According to Munger Clary, because phobic/agoraphobic symptoms are not routinely assessed by clinicians, the findings may suggest a need for future studies to develop more comprehensive screeners for psychiatric comorbidity in epilepsy.
“Symptoms of agoraphobia do not fully overlap with generalized anxiety or depression symptoms that are often screened in routine practice,” Munger Clary said.
“Providers might want to consider more robust symptom screening methods to identify and better assist these patients. This may be important to improve health equity, given other key study findings that show those with lower education and non-white race/ethnicity had increased odds of significant phobic/agoraphobic symptoms.”
Funding: This work was supported in part by the National Institutes of Health under grants R01 NS035140, KM1 CA156709, UL1 TR001420 and 5KL2TR001421-04.
Afraid to go out: Poor quality of life with phobic anxiety in a large cross-sectional adult epilepsy center sample
People with epilepsy (PWE) have unmet healthcare needs, especially in the context of mental health. Although the current literature has established increased incidence of anxiety and depression in PWE and their contribution to poor quality of life, little is known regarding the presence and impact of specific phobia and agoraphobia. Our aim was to assess factors associated with high phobic/agoraphobic symptoms in a large, single tertiary epilepsy center sample, and to assess their impact on quality of life.
In a diverse sample of 420 adults with epilepsy, cross-sectional association of demographic, epilepsy and cognitive factors with high phobic symptoms were assessed using multiple logistic regression. Symptoms were measured with the SCL-90R validated self-report subscale (T-score ≥ 60 considered high phobic symptom group). Multiple logistic regression modeling was used to assess for independent association of demographic and clinical variables with presence of high phobic symptoms, and multiple linear regression modeling was used to evaluate for independent cross-sectional associations with epilepsy-specific quality of life (QOLIE-89).
Lower education (adjusted OR 3.38), non-White race/ethnicity (adjusted OR 2.34), and generalized anxiety symptoms (adjusted OR 1.91) were independently associated with high phobic/agoraphobic symptoms, all p < 0.005. Phobic/agoraphobic symptoms were independently associated with poor quality of life as were depression symptoms, older age, and non-White race/ethnicity.
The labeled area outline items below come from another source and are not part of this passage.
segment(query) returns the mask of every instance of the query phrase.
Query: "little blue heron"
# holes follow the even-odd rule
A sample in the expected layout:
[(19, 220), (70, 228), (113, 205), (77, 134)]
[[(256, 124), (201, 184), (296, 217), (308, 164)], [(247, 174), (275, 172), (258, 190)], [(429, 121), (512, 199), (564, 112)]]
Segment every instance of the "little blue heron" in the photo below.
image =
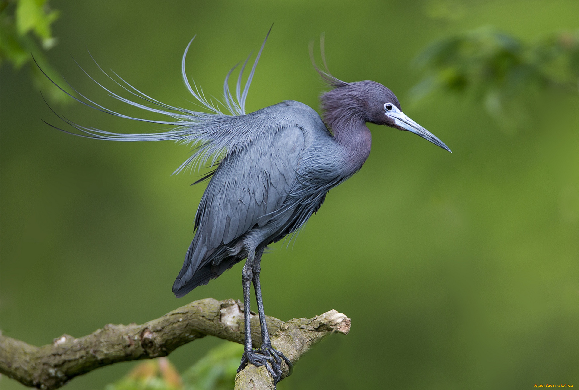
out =
[[(183, 80), (189, 91), (210, 113), (162, 103), (134, 88), (116, 73), (113, 72), (116, 78), (101, 68), (126, 92), (144, 101), (141, 104), (127, 99), (95, 80), (113, 97), (135, 107), (166, 115), (171, 120), (129, 116), (107, 109), (80, 94), (80, 98), (71, 96), (116, 116), (175, 128), (152, 133), (116, 133), (82, 126), (58, 116), (78, 131), (73, 130), (72, 134), (82, 137), (119, 141), (171, 140), (195, 145), (195, 153), (177, 168), (177, 172), (211, 161), (210, 165), (215, 169), (197, 182), (210, 179), (195, 215), (195, 235), (173, 291), (177, 297), (182, 297), (247, 259), (242, 271), (245, 348), (239, 370), (248, 363), (256, 366), (265, 365), (277, 383), (281, 378), (282, 360), (288, 366), (291, 363), (272, 347), (266, 325), (259, 285), (260, 263), (264, 249), (298, 231), (320, 208), (328, 192), (362, 167), (370, 153), (371, 137), (367, 122), (411, 131), (449, 152), (450, 150), (406, 116), (394, 94), (382, 84), (373, 81), (347, 83), (332, 76), (324, 56), (323, 39), (320, 43), (325, 69), (319, 69), (312, 60), (316, 71), (331, 88), (320, 97), (323, 119), (309, 106), (295, 101), (284, 101), (246, 114), (247, 93), (267, 36), (256, 56), (243, 91), (241, 76), (251, 54), (239, 72), (234, 97), (228, 81), (237, 65), (225, 78), (222, 105), (230, 115), (223, 113), (212, 101), (206, 98), (194, 82), (195, 88), (189, 83), (185, 63), (192, 39), (183, 54)], [(310, 46), (310, 51), (311, 49)], [(258, 349), (252, 348), (250, 328), (252, 282), (261, 328), (262, 345)]]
Generalized anxiety did not demonstrate a significant independent association with quality of life in the multivariable model.
In this study sample, phobic/agoraphobic symptoms were independently associated with poor quality of life. Clinicians should consider using more global symptom screening instruments with particular attention to susceptible populations, as these impactful symptoms may be overlooked using generalized-anxiety focused screening paradigms.